Our team leads a warm-up to a series of games at a Palestinian school.
While it’s been a few days since I have returned from the Middle East, it wouldn’t sit right without writing a final impression of this dazzling adventure.  We spent our final days visiting our programs in the West Bank and once our business was done, we raced through Jerusalem, Bethlehem and Hebron with too many questions and too little time.

The Bedouin nomadic villages along the ridgelines of Israel’s major super highways let you know this is a unique place.  Olive season, olive festivals and olive vendors alongside major roads hint that despite significant foreign investment and modernization, the countryside of the West Bank and Israel still live close to the land and their ancient planting seasons.  Between visits to community centers, special education facilities and remote refugee camps where our programs run, our group enjoyed the finer details of traveling with local colleagues – Ghada’s reckless driving and astute knowledge of the Israeli checkpoints; gender segregated restaurants in Hebron; and haggling with young buys selling the most perfect purple grapes alongside a quiet road tracing Israel’s rocky ridgelines.

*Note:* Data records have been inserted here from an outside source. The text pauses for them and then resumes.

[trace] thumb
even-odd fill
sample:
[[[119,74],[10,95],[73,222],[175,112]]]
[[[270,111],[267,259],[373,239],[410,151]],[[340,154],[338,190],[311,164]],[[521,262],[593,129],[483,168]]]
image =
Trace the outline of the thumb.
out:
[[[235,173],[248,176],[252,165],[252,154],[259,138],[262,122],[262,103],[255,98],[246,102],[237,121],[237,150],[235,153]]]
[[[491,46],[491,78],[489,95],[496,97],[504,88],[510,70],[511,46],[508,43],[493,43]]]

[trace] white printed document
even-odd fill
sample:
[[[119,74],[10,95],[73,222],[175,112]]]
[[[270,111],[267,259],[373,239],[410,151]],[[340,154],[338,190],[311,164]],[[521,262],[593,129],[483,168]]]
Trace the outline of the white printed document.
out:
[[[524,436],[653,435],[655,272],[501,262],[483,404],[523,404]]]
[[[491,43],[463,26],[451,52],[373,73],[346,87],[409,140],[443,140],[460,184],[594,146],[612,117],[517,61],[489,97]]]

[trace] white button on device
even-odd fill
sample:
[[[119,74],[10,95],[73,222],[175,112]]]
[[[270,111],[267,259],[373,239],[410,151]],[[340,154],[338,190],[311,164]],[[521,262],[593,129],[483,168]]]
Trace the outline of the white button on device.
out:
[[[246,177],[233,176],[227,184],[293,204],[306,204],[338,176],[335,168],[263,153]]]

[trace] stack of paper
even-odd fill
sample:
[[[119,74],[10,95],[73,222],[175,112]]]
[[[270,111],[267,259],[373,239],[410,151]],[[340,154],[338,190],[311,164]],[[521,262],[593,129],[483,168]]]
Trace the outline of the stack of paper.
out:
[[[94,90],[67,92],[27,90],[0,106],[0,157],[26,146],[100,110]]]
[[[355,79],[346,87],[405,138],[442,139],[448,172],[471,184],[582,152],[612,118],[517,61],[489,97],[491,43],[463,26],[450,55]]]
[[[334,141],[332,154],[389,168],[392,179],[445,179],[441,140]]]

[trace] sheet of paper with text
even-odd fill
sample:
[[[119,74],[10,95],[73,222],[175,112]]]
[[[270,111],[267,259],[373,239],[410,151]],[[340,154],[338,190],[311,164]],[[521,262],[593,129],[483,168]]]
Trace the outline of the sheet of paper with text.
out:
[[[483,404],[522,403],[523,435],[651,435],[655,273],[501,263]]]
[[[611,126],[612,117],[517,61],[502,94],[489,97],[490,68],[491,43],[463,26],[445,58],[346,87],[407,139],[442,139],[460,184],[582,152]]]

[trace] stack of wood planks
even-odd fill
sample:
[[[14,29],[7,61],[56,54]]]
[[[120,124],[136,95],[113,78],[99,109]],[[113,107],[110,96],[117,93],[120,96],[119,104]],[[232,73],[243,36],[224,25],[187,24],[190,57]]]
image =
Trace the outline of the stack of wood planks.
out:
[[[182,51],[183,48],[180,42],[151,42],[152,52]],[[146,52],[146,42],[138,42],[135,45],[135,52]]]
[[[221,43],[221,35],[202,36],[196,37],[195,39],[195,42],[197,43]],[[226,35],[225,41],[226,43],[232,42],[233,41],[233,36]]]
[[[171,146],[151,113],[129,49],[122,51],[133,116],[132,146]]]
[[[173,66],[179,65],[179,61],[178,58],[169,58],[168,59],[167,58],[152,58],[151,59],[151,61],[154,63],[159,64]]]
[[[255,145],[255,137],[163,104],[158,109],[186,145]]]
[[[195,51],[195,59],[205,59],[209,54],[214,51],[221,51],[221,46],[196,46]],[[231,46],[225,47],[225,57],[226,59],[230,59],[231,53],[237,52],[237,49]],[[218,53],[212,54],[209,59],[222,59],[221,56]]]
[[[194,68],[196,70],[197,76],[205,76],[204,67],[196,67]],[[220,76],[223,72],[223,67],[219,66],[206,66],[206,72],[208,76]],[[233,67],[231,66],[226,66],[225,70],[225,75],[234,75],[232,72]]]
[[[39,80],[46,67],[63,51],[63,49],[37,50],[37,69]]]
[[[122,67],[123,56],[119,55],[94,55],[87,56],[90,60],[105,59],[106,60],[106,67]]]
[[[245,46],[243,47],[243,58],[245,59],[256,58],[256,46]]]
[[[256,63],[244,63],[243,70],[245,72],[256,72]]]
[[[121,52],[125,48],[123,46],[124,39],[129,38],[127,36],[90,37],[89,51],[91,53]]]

Israeli sign alongside the highway near Ramallah; beginning of
the military zone.

Having settled into my colleagues’ lives for a few days in Ramallah, I came to understand the real time challenges of the Palestinian-Israeli conflict.  Facing the traffic and choosing one’s route to head south of Jerusalem alone is enough argument to just stay home.  Driving fifty miles can be a 2+ hour commitment and if traveling through a checkpoint with improper documentation, the risk isn’t worth the time.  Palestinians are supposed to be out of Israel by 7 pm at night unless granted exceptional documentation.  I have a colleague married to a Palestinian Israeli (a Christian woman whose family has multi-generational roots in Jerusalem and self-identifies by nationality as Israeli) and family gatherings redefine ‘complicated.’  When coordinating a car from Ramallah to Tel Aviv, I had to arrange for an Israeli cab to pick us up and drive back because of the license plate requirements – literally had to pay double the cost for half the route (!).  

Logistics aside, this region is poignant because of the commitment that millions of people, both residents and visitors, demonstrate regardless of religion.  Their ownership in the region’s history, artifacts and historic nooks is remarkable.